Church warns of risks from ‘New Age’ therapies (Belfast Telegraph, UK)

David Quinn, Belfast Telegraph, UK: Christians have been warned about the dangers of using a whole range of increasingly popular ‘New Age’ therapies, including reflexology, reiki, yoga, transcendental meditation, and ‘charms and cures’. The Presbyterian Church issued the warning in a report that was approved yesterday at its annual General Assembly in Belfast.

The report says that ‘alternative therapies’ can lead believers away from God and Jesus because they “have their roots in either Eastern religion (Taoism or Hinduism) or vital life force or energy”, which implies the existence of “an impersonal god”.

However, the report was criticised as too negative by one Presbyterian clergyman who addressed yesterday’s assembly meeting.

Rev Jim Campbell told delegates: “Too often resistance to change, to the new, has been a feature of Presbyterianism and I fear that the report on alternative medicine and therapies fits into this category.

“If you read the comments . . . on a whole range of therapies, nothing is commended and some negative feature is always found.”

He stressed that a therapy could be accepted for its practical value without having to accept the religious beliefs associated with it.

“Many of us have difficulty separating a particular medicine or therapy from the primitive understanding of how it actually works,” he said. “I believe that, as Christians, we must not limit God by claiming that He can only reveal the mysteries of the workings of his creation through the discoveries of Western science.”

However, Martin Ford, a naturopath with Tony Quinn Health Stores, which has popularised many alternative therapies in Ireland, said that even the Bible acknowledges the existence of ‘vital energies’.

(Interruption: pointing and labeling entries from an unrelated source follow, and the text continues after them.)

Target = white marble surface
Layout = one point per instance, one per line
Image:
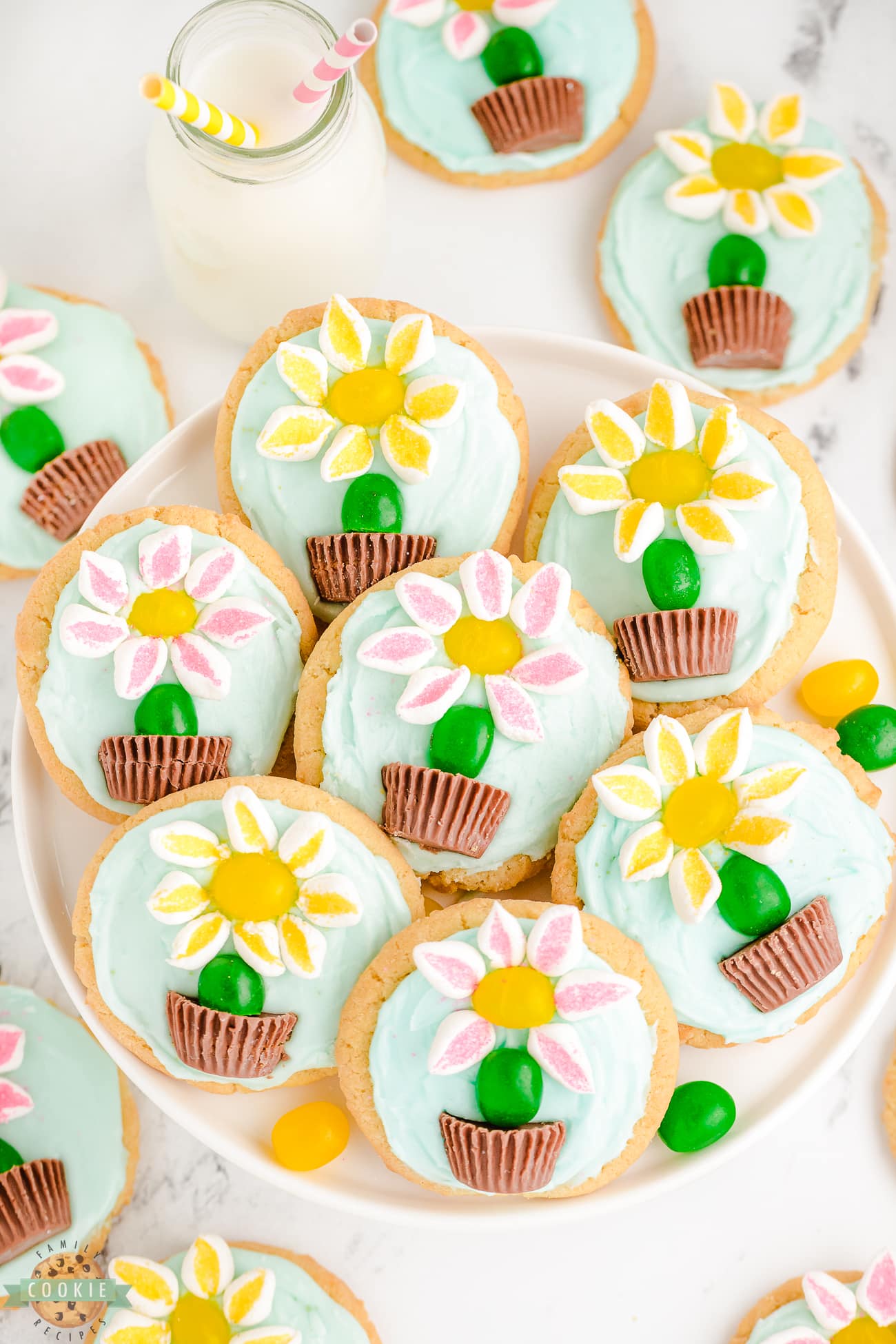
(76, 215)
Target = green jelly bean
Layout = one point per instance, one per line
(167, 710)
(372, 503)
(671, 574)
(512, 54)
(737, 260)
(754, 899)
(462, 740)
(10, 1156)
(699, 1114)
(868, 735)
(230, 986)
(508, 1088)
(30, 437)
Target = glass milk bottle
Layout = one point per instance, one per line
(247, 234)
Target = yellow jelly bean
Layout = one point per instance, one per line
(311, 1136)
(516, 996)
(837, 689)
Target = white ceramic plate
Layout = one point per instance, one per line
(556, 376)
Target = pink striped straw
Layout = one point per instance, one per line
(335, 62)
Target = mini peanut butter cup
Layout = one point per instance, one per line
(501, 1161)
(737, 327)
(141, 768)
(531, 114)
(344, 564)
(688, 642)
(225, 1043)
(62, 493)
(441, 811)
(785, 963)
(34, 1206)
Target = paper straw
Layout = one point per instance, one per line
(195, 112)
(335, 62)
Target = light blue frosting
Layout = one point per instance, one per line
(427, 94)
(109, 393)
(362, 733)
(131, 946)
(842, 850)
(79, 702)
(76, 1117)
(620, 1046)
(652, 261)
(760, 582)
(462, 503)
(298, 1301)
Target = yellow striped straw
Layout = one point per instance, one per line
(195, 112)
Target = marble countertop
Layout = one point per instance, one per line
(821, 1191)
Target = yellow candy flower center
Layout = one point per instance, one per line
(518, 996)
(367, 397)
(163, 613)
(699, 811)
(196, 1320)
(672, 478)
(750, 167)
(484, 646)
(253, 886)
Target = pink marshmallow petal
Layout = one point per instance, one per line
(582, 994)
(501, 939)
(233, 621)
(90, 635)
(451, 967)
(25, 380)
(14, 1101)
(876, 1292)
(103, 582)
(26, 328)
(829, 1301)
(512, 710)
(543, 601)
(402, 649)
(12, 1048)
(201, 667)
(139, 664)
(164, 557)
(553, 671)
(430, 693)
(555, 941)
(559, 1051)
(431, 604)
(487, 580)
(460, 1043)
(211, 573)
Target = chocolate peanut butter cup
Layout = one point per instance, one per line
(686, 642)
(441, 811)
(143, 768)
(63, 492)
(737, 327)
(531, 114)
(501, 1161)
(789, 960)
(225, 1043)
(34, 1206)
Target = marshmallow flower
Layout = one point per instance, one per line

He stated: “All of these therapies listed by the Presbyterians do acknowledge energy of some sort. The Bible makes reference to these energies when Jesus says ‘power has gone from me’ after a woman touches his cloak and is cured.”

Mr Ford said: “No religious person need worry that these therapies will take people away from religion. Quite the opposite, in fact. All holistic therapy expands people’s awareness of life. It encourages people to expand out of a narrow point of view.”

Alternative therapies are now thought to be availed of by tens of thousands of Irish people each year. A ‘Mind, Body, Spirit’ seminar held annually at the RDS draws an estimated 6,000 people.

Alternative therapy courses are offered nationwide, including in many Catholic institutes.

Our Lady’s Hospice in Dublin has hosted a course offering the chance to learn about shamanism, chakras, and ‘dancing the rainbow’.

Courses such as the Enneagram, aimed at self-understanding, are hugely popular, including with nuns and priests.

The specific therapies which the Presbyterian report warned against yesterday were: reflexology; acupuncture; yoga and transcendental meditation; reiki; aromatherapy; homoeopathy; and charms and cures.

The report said: “We need to be careful before, as Christians, we take part in any of these therapies and their belief in ‘other gods’.”

“There is clearly a search for a deeper spiritual reality going on in society. However, we need to be clear that not all spirituality is good.”

The Presbyterian General Assembly ends today.